Peter Parker is conflicted over the use of his superpowers. He takes seriously the injunction of his Uncle Ben: “With great power comes great responsibility.” His spider powers enable him to be the Good Samaritan, rescuing every victim. He finds that continuous use of his Spider powers causes burnout, diminishing his strength and producing fatigue. Peter represents those of us who pour all of our energy into our gifts and trying to save the world – or at least our portion of it. His dedication is driven by guilt: his Uncle Ben was killed by a thug Peter could have caught but didn’t. As a result, he feels he must stop every criminal and save every person.
As Peter’s powers diminish, he assumes the role of the victim, in need of a Samaritan to save him.
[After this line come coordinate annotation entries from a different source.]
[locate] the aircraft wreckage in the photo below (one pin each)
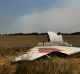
(55, 47)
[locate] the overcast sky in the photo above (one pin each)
(28, 16)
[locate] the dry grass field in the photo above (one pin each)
(12, 46)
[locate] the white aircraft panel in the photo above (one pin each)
(54, 37)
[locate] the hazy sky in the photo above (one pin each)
(39, 16)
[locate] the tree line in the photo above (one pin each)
(35, 33)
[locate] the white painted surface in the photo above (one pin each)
(54, 37)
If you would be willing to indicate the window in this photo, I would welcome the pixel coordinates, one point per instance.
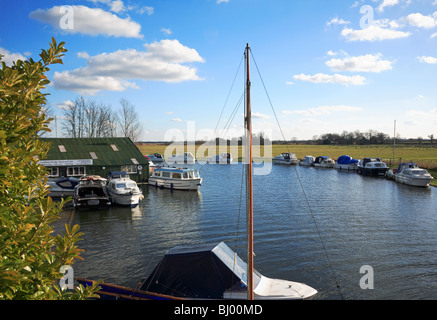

He loses his part time job, nearly fails a university course and gets beaten up in a crowd. When asked, Peter denies Mary Jane, telling her that he does not love her. Peter’s sense of his calling is so great that he denies his own needs. He accepts rejection by Mary Jane, reasoning that, if they married, she would be in danger from Spider-Man’s foes.
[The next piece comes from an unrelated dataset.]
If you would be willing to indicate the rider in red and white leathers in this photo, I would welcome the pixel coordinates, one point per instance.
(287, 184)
Aware that he is experiencing burnout, Peter decides to give up being Spiderman. His energy returns and he begins to live normally. There is a price to be paid. He must assume the role of the passerby, refusing to rescue a victim. Even though he is uncomfortable in this role, he is determined to persist – until events intervene.
Dr. Octavius, a scientist whose ego had led him to believe he could save the world by creating a perpetual energy source, has attached four electro-mechanical arms to his back. He intends for these arms to give him the power needed to control the energy source. To his horror the arms become a truly sinister personification of his own lust for power. They assume control of his personality, forcing him into a destructive quest for power. He becomes a tool of Harry, who is bent on destroying Spider-Man. He captures Mary Jane in order to lure Spiderman to his death.
Peter Parker is caught in a dilemma. He believes that “With great power comes great responsibility.” He is convinced that love of neighbor requires that he ignore his own needs and rescue every possible victim. Yet, he recognizes that this is not possible.
Spider-Man II highlights a fundamental question: “What is unconditional love?” My teacher, Msgr. Chester Michael, once defined it this way: “Unconditional love means putting someone else’s needs ahead of your own wants.” In trying to be a Samaritan, Peter has put everyone else’s needs ahead of his own. Thus his power diminishes. While the definition is attractive, its application is difficult. A look at the gospels may help. Jesus, who abandoned needy crowds to withdraw into prayer (Lk 5:15-16), freely accepted the sacrifice of his own life. If the definition is to fit, Jesus needed to pray; He wanted to live.
Peter thinks that he has to sacrifice his need for Mary Jane and a normal life in order to exercise his powers. His true identity is revealed to her in the course of rescuing her from Dr. Octavius. Once she sees him as Spider-man, Mary Jane becomes the Samaritan, giving him permission to be himself, meet his needs and use his powers – or so it seems until we see Spider-Man III.